The management of child and adolescent psychiatric emergencies



The management of child and adolescent psychiatric emergencies


Gillian C. Forrest



‘Child’ is used throughout this chapter to refer to anyone aged under 18, to avoid the repetition of ‘child or young person’. ‘His’ and ‘her’ are used interchangeably.


Introduction

This chapter provides a practical approach to the management of psychiatric emergencies in children and adolescents. Such emergencies are challenging for a number of reasons. The professional resources available are usually very limited, and there is often confusion or even disagreement between professionals over what constitutes a psychiatric, as opposed to a social emergency. The parents or carers play a key role in the situation and need to be engaged and involved appropriately in the assessment and management; and issues of confidentiality and consent need to be taken into account. In addition, the psychiatrist may find himself or herself working in a variety of settings—the child’s home, a hospital emergency department (A and E), a police station, a children’s home, or residential school—where the facilities for assessing an angry, disturbed, or upset child may be far from ideal.

Most emergencies occurring in community settings involve externalizing behaviours: aggression, violence; deliberate self-harm, or threats of harm to self or others; or extreme emotional outbursts.(1,2) Some will involve bizarre behaviour which could be an indication of serious mental illness or intoxication by drugs or alcohol, or a combination of both. The emergency situation often arises in the context of acute family conflict or distress.

Frequently other agencies are involved before the psychiatrist is called in (for example, emergency room staff, social workers, or the police). The on-call psychiatrist needs to be familiar with or able to obtain immediate advice about his or her local child and adolescent psychiatric services, the local child protection and child care procedures, and with the relevant mental health and child care legislation.

Vignette 1:


A 12-year-old boy is in the police station, after attacking a neighbour and smashing a window. He punched a police officer when they tried to pacify him. He has refused to talk to the police, and is sweating and dishevelled, pacing up and down and muttering to himself. The police think he is psychotic. The neighbour is in the waiting room; his father has been called back from work.

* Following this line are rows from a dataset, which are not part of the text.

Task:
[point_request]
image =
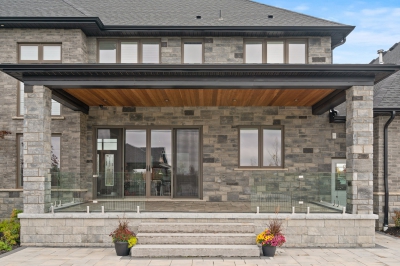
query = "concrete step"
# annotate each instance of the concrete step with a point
(196, 228)
(153, 251)
(197, 238)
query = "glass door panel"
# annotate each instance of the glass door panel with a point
(109, 163)
(187, 164)
(160, 162)
(135, 163)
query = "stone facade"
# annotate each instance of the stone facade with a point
(359, 142)
(309, 146)
(223, 50)
(393, 170)
(74, 50)
(301, 230)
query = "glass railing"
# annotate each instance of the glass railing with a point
(299, 192)
(68, 189)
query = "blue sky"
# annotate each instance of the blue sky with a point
(377, 24)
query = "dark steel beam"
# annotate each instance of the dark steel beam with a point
(189, 82)
(332, 100)
(70, 101)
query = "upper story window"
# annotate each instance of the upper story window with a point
(39, 53)
(261, 147)
(129, 51)
(275, 51)
(192, 51)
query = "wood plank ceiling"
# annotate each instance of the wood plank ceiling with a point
(199, 97)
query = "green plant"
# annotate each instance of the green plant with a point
(396, 218)
(10, 231)
(122, 233)
(132, 241)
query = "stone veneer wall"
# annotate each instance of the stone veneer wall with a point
(309, 146)
(301, 230)
(73, 51)
(223, 50)
(393, 170)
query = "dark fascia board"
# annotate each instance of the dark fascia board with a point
(70, 101)
(372, 68)
(87, 23)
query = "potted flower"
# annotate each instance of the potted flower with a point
(271, 238)
(123, 238)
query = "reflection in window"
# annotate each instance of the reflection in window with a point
(297, 53)
(249, 147)
(29, 52)
(275, 52)
(261, 147)
(253, 53)
(55, 160)
(107, 52)
(193, 53)
(272, 147)
(151, 53)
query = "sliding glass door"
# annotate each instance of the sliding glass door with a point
(154, 162)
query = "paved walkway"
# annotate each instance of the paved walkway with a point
(386, 253)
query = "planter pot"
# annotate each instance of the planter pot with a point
(121, 248)
(268, 251)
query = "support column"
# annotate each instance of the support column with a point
(37, 149)
(359, 151)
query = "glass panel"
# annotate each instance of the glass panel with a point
(254, 53)
(161, 161)
(107, 52)
(55, 160)
(339, 183)
(29, 52)
(249, 147)
(52, 52)
(187, 163)
(297, 53)
(109, 164)
(151, 53)
(55, 108)
(193, 53)
(275, 52)
(129, 52)
(21, 99)
(21, 159)
(272, 142)
(135, 163)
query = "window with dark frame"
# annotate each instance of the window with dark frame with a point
(192, 51)
(129, 51)
(261, 147)
(39, 53)
(275, 51)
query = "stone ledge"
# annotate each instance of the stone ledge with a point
(260, 169)
(174, 215)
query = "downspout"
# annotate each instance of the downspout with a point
(385, 170)
(340, 43)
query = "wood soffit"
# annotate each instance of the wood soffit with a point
(199, 97)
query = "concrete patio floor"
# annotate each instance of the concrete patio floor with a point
(385, 253)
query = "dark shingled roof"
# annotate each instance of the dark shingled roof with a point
(387, 92)
(163, 12)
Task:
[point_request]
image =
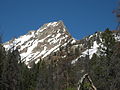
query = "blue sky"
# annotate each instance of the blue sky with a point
(82, 17)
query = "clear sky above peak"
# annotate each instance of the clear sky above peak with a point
(82, 17)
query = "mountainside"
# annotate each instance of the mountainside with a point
(61, 62)
(40, 43)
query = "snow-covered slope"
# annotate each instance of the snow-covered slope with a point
(40, 43)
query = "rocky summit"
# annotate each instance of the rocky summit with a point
(40, 43)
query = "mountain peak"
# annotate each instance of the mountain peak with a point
(38, 44)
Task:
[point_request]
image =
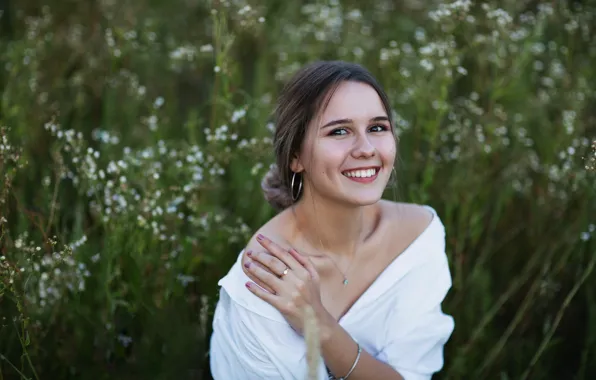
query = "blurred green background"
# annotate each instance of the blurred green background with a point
(134, 135)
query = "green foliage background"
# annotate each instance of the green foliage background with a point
(134, 136)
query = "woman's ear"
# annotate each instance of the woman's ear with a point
(296, 165)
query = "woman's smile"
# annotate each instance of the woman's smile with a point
(363, 174)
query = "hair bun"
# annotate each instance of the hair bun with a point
(276, 193)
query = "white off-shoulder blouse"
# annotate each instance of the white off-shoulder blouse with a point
(398, 320)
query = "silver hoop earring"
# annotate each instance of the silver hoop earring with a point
(295, 198)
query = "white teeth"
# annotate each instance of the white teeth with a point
(361, 173)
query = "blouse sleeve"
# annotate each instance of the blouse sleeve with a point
(418, 328)
(248, 345)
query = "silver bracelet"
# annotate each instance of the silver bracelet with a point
(331, 377)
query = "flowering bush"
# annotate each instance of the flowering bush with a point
(133, 139)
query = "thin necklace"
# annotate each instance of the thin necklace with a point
(345, 277)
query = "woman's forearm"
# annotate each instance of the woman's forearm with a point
(339, 351)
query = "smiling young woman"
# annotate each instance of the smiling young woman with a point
(375, 272)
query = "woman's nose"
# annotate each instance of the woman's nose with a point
(363, 148)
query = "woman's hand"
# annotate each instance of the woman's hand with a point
(291, 281)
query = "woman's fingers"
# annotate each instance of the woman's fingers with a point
(279, 252)
(268, 261)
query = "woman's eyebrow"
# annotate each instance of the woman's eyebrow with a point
(348, 121)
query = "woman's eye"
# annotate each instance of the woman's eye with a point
(339, 132)
(379, 128)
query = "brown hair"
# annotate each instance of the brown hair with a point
(301, 99)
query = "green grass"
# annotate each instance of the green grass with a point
(134, 136)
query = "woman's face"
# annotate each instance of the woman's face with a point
(350, 148)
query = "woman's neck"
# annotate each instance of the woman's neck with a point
(333, 228)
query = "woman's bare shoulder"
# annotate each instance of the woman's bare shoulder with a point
(275, 229)
(407, 220)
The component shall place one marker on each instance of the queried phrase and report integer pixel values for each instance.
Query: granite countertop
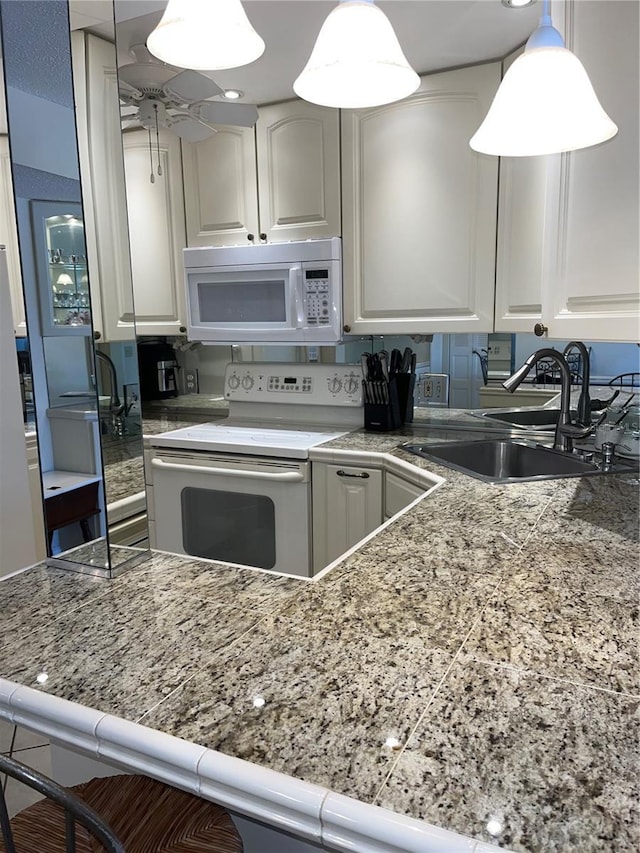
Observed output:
(475, 661)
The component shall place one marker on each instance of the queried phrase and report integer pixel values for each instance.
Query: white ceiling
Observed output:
(434, 34)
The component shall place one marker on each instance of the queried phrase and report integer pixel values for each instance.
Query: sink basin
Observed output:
(525, 418)
(505, 461)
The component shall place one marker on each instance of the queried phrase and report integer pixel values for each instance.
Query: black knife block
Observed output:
(384, 417)
(399, 409)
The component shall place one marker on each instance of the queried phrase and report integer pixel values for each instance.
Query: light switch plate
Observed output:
(433, 389)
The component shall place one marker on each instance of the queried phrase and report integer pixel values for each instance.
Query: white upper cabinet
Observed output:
(103, 191)
(156, 231)
(568, 244)
(278, 182)
(419, 210)
(298, 150)
(9, 239)
(221, 202)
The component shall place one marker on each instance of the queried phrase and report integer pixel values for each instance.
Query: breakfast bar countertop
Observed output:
(473, 665)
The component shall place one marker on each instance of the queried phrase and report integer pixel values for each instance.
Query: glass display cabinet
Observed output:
(61, 268)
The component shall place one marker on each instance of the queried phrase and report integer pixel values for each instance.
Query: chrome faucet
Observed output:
(562, 440)
(566, 431)
(584, 403)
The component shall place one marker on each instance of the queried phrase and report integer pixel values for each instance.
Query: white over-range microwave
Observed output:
(274, 293)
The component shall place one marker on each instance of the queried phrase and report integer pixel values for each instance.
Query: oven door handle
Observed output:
(285, 477)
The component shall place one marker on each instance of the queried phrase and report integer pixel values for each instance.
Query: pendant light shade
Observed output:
(205, 35)
(357, 61)
(545, 104)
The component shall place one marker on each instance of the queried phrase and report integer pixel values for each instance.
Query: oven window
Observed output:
(227, 526)
(243, 301)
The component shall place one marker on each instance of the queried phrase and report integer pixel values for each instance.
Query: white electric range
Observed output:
(239, 490)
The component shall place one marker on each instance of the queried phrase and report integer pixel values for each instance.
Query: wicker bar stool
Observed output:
(146, 816)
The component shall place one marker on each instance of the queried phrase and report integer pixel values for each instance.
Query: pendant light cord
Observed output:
(152, 177)
(155, 107)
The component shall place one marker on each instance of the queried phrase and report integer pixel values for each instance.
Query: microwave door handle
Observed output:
(285, 477)
(295, 283)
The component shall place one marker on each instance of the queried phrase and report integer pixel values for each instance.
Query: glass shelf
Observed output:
(64, 280)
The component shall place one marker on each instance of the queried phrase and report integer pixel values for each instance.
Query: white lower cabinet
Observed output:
(347, 505)
(398, 493)
(569, 224)
(419, 210)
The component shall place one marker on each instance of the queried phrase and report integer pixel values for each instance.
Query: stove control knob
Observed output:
(351, 385)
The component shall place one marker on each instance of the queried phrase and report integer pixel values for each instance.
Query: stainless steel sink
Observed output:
(505, 461)
(531, 419)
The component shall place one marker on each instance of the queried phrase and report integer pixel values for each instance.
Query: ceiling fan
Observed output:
(157, 95)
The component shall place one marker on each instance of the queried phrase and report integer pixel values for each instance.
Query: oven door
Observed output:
(246, 510)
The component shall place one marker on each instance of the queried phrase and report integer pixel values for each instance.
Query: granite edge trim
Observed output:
(309, 811)
(384, 460)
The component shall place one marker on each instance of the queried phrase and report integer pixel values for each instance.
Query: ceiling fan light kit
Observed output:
(545, 103)
(205, 35)
(157, 96)
(357, 61)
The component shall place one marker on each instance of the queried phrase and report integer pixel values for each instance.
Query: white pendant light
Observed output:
(357, 61)
(205, 35)
(545, 103)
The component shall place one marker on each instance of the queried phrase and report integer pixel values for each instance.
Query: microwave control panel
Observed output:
(315, 384)
(317, 297)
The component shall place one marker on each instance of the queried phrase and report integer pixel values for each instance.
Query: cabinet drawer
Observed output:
(72, 506)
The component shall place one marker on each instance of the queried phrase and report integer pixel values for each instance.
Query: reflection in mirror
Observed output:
(86, 398)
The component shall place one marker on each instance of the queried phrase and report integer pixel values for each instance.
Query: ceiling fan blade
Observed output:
(190, 86)
(189, 129)
(128, 93)
(216, 112)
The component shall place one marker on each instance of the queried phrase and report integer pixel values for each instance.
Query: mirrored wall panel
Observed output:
(76, 272)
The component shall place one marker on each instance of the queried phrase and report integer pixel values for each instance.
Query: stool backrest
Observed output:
(75, 810)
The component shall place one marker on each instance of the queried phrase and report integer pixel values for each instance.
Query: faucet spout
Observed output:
(562, 440)
(584, 403)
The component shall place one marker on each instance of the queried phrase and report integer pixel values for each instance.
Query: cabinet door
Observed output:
(157, 232)
(103, 190)
(220, 188)
(419, 210)
(569, 226)
(592, 282)
(9, 239)
(347, 505)
(298, 149)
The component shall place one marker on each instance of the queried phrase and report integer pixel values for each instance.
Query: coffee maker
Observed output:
(158, 370)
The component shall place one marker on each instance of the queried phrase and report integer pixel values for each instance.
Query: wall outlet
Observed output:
(434, 388)
(190, 381)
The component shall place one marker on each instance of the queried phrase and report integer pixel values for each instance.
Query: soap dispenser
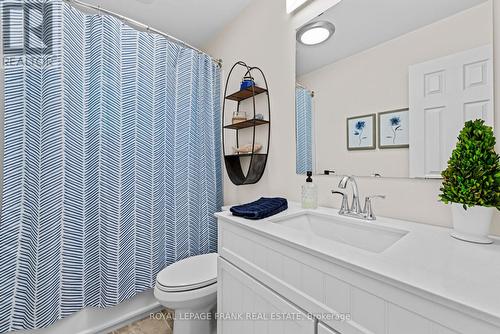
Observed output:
(309, 193)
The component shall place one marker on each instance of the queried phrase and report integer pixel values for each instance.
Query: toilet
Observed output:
(189, 287)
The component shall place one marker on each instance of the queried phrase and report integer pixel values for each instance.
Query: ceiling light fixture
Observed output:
(315, 33)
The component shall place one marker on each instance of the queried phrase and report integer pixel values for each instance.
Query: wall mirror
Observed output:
(378, 97)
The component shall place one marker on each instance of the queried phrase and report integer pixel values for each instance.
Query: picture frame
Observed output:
(393, 129)
(361, 132)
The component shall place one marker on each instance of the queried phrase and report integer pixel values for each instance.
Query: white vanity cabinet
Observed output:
(248, 307)
(322, 329)
(260, 273)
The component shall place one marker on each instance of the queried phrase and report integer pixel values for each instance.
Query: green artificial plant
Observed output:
(473, 174)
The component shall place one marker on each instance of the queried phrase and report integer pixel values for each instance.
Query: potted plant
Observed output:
(471, 183)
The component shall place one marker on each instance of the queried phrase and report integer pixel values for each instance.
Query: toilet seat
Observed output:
(192, 273)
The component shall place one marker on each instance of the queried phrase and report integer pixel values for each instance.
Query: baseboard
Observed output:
(124, 320)
(103, 321)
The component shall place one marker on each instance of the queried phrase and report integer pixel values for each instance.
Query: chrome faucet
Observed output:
(355, 209)
(355, 206)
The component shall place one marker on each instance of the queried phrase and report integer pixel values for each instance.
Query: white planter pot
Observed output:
(473, 224)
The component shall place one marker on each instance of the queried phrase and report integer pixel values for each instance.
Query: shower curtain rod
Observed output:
(99, 9)
(307, 89)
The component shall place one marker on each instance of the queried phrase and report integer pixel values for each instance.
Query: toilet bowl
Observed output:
(189, 287)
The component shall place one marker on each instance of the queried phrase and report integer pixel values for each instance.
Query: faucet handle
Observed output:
(345, 204)
(368, 210)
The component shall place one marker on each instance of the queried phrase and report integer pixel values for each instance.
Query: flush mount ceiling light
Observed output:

After obtaining the history of the incident from the neighbour and the police, the psychiatrist interviewed the father. The boy had been diagnosed with an autistic spectrum disorder when he was 5. He was easily upset by any change of routine. His mother had gone away for a few days, leaving him in the care of a neighbour while his father was at work. This aggressive outburst was precipitated by the neighbour refusing to let him watch his favourite video. The boy calmed down with his father and a mental state assessment confirmed autistic features but no psychotic symptoms. The psychiatrist persuaded the neighbour and the police to drop charges and the boy was allowed to return home. The family were offered an out-patient appointment but declined this, and arrangements were made for his General Practitioner (GP) to review the situation in a few days’ time.

Vignette 2:


A 15-year-old girl has locked herself in the bathroom at home with a carving knife and is threatening to cut her wrists. Her parents have been unable to persuade her to come out and are now distraught. The GP was called but she refuses to speak to him.†

When the psychiatrist arrived, he asked the family to withdraw so that he could talk to the girl through the bathroom door. She was very upset and described how she had been dumped by her boyfriend earlier that day, had had a row with her step-mother about a large phone bill, and now felt that she didn’t want to live any more. The psychiatrist persuaded her to come out to talk things over with her parents. There was no evidence of a depressive disorder and after the psychiatrist helped the girl share her distress about her boyfriend with her
parents, she calmed down. There was a history of one previous attempt at self-harm, also connected with peer relationship difficulties, and the psychiatrist felt that there were some underpinning issues around family communication. He offered the family an out-patient appointment to explore these further.






Fig. 9.5.8.1 Flow chart of management of child and adolescent psychiatric emergencies.

In the emergency situation, the role of the psychiatrist is to:



  • assess the disturbed behaviour


  • make a diagnostic formulation which distinguishes behaviour associated with mental illness from that which is a reaction to an upsetting event or situation


  • produce a care plan to manage the situation safely and effectively in the short-term.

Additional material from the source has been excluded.